August 22, 2007
By DANIEL HONIGMAN Contributor
Going green may never have looked so good as it does now. Nau, one of the newest clothing boutiques in Lincoln Park, is probably one of the most environmentally-friendly stores in a city where eco-savvy is in.
Using materials as diverse as organic cotton, PLA – polylactic acid, a biodegradable material derived from corn – and recycled soda bottles, Nau’s clothing is good both for people and the planet. And although the Portland, Oregon-based company prides itself on its outdoor apparel, much of its collection makes a bold statement in almost any setting.
The Chicago location at 2118 N. Halsted St,. which opened in April, is one of only four Nau stores nationwide. The other three are in Portland, Boulder, Colo., and Bellevue, Wash.
“Our clothing is used in four seasons, and Chicago is definitely a four-season market,” said Ian Yolles, vice-president of marketing at Nau. “Chicago also has a growing reputation as a city that cares about sustainability issues, so we thought it was a great city to expand to.”
Using fabrics as simple as organic cotton and merino wool to more scientific polyesters like PLA (polylactic acid, a corn-based derivative similar to polyester) to materials made from recycled soda bottles, Nau clothing looks and feels great.
“Nau clothing is a mixture of sustainability and style,” said Kevin Henry, coordinator of Columbia College’s Product Design program. “If you’re going to do something sustainable, you have to make it desirous. The folks at Nau are smart.”
But going green isn’t always cheap. A single pair of pants from Nau can cost almost $150, but Yolles says that while higher quality products necessitate higher prices, it all evens out in the end.
“One of the key attributes in any product when it comes to sustainable clothing is its durability, and I know this is counterintuitive, but while another product may be cheaper on its first purchase, our products are extremely durable and last a long time,” he said.
But while Henry believes that while higher costs are worth the bottom line, shoppers may need further convincing.
“There’s an implied obsolescence in fashion,” he said. “Companies say, ‘We need this garment to fall apart in two years to sell them another garment.’ You have to tell them to spend $150 and not look at it as a fashion statement, but as an investment in craft, quality and the environment, because if something is going to be thrown out in six months, it’s a waste of energy.”
In addition to higher-quality materials, if you notice the company’s use of more muted blues, greens and reds, well, that’s planned too, said Yolles.
“Before we designed a single style, we developed an extensive banned substance list, probably around 70 or so, which goes well beyond that of other apparel companies,” Yolles said. “There are seasonal color palates, but the next season they’re out of style. Even the way we’ve thought about our color palate is sustainable.”
Green from day one
In fall 2004, company brass from Patagonia and Nike sat down to plan Nau, and they ended up making one of the nation’s “greenest” companies.
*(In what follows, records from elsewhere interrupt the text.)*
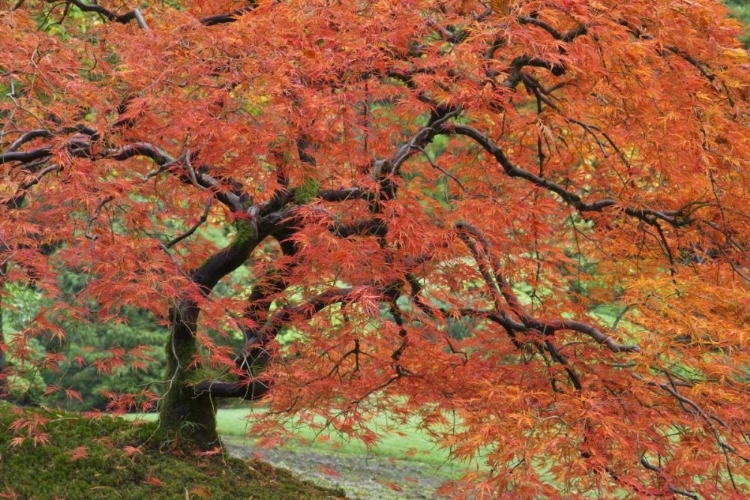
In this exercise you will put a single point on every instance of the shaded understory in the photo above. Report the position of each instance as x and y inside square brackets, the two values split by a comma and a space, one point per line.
[111, 458]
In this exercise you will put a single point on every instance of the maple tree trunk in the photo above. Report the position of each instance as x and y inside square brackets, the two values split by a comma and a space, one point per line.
[187, 409]
[184, 412]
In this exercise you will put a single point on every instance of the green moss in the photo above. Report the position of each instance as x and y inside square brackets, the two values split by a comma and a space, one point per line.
[307, 191]
[104, 465]
[187, 416]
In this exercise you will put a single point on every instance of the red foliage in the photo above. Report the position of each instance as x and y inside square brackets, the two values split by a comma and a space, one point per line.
[528, 215]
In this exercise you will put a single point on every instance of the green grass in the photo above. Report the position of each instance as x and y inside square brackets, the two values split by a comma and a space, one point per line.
[410, 443]
[111, 458]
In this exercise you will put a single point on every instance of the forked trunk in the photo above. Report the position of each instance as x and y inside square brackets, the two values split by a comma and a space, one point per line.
[185, 414]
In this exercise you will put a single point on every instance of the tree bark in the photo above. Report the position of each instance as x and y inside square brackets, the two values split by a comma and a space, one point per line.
[187, 411]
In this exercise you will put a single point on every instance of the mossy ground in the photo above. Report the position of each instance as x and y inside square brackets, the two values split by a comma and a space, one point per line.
[110, 458]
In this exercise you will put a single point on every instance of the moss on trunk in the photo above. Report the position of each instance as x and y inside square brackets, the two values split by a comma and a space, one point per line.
[184, 414]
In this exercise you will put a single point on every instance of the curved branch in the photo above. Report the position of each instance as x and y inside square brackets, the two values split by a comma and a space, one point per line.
[649, 216]
[249, 390]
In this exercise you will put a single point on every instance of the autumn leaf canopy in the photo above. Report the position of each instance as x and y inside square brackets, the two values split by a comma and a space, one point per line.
[523, 224]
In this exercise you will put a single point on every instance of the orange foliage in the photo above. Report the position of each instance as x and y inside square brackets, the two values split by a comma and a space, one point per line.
[563, 183]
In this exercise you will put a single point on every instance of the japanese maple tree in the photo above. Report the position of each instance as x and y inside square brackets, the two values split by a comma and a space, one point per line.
[524, 224]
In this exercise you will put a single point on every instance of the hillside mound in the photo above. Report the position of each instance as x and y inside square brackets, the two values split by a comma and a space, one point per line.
[47, 454]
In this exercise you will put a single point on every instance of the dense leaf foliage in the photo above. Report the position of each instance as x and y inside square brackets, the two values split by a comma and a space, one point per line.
[524, 223]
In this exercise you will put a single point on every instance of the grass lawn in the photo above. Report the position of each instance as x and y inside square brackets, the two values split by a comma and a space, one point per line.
[411, 444]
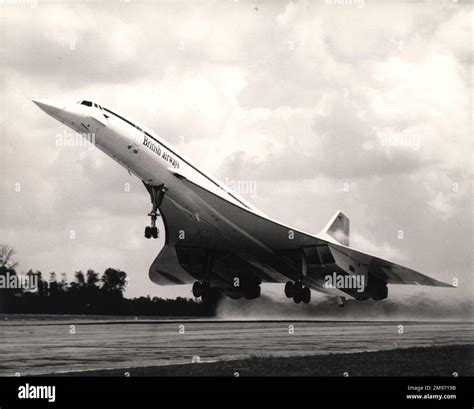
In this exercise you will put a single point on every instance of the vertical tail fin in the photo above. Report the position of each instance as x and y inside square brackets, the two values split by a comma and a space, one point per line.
[338, 228]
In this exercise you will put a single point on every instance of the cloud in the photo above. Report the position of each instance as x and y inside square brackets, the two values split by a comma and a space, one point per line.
[367, 109]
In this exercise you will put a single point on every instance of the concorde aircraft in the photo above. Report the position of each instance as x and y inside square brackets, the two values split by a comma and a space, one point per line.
[217, 240]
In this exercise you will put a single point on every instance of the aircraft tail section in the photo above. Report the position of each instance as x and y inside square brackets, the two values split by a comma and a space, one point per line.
[338, 228]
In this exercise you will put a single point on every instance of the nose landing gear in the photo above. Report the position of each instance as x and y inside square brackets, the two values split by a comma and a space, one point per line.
[157, 193]
[297, 292]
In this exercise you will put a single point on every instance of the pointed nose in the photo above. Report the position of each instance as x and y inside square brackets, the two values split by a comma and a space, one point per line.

“It was a rare opportunity to design, really from scratch, an entire company,” said Yolles. “Sustainability was at the forefront of our thought process from day one. Companies should have a much larger responsibility to the community than the singular pursuit of profit.”
Customers who walk into Nau are also in for a new retail experience. The shops, called “Webfronts,” blend in-store and online shopping experiences. One size of each clothing style is available to try on, and if a customer wishes to make an in-store purchase, they can. But Nau encourages customers to make transactions through Web-enabled booths and have the clothing shipped to their homes for a 10 percent discount.
Why the discount? It’s cheaper to house the clothing elsewhere, said Yolles. Stores can be smaller, making electric and heating bills cheaper. Also, because less clothing is actually in the stores, costs associated with store deliveries clothing are whittled down nearly to zero.
“If we were a traditional apparel retailer, our stores would have to be 3,400-to-4,500 square feet,” Yolles said. “Our Chicago store is 2,200 square feet, so theoretically, it’s about 40 percent more efficient than your traditional retail store, and that’s why we’re choosing to share our savings with customers.”
In addition, 5 percent of every purchase is donated to a charity of the customer’s choice in Nau’s Partner for Change program. There are 10 organizations to choose from, half of which work on social issues, half on the environment. And Windy City residents will be able to keep their money local, as six are in Chicago.
“I think Nau is fabulous,” said Jenna White, director of development at Christopher House, one of the local organizations. “We’re very thrilled to be working with Nau. It’s rare to see a corporation giving back like they do, and we’re hoping it’s a partnership that builds.”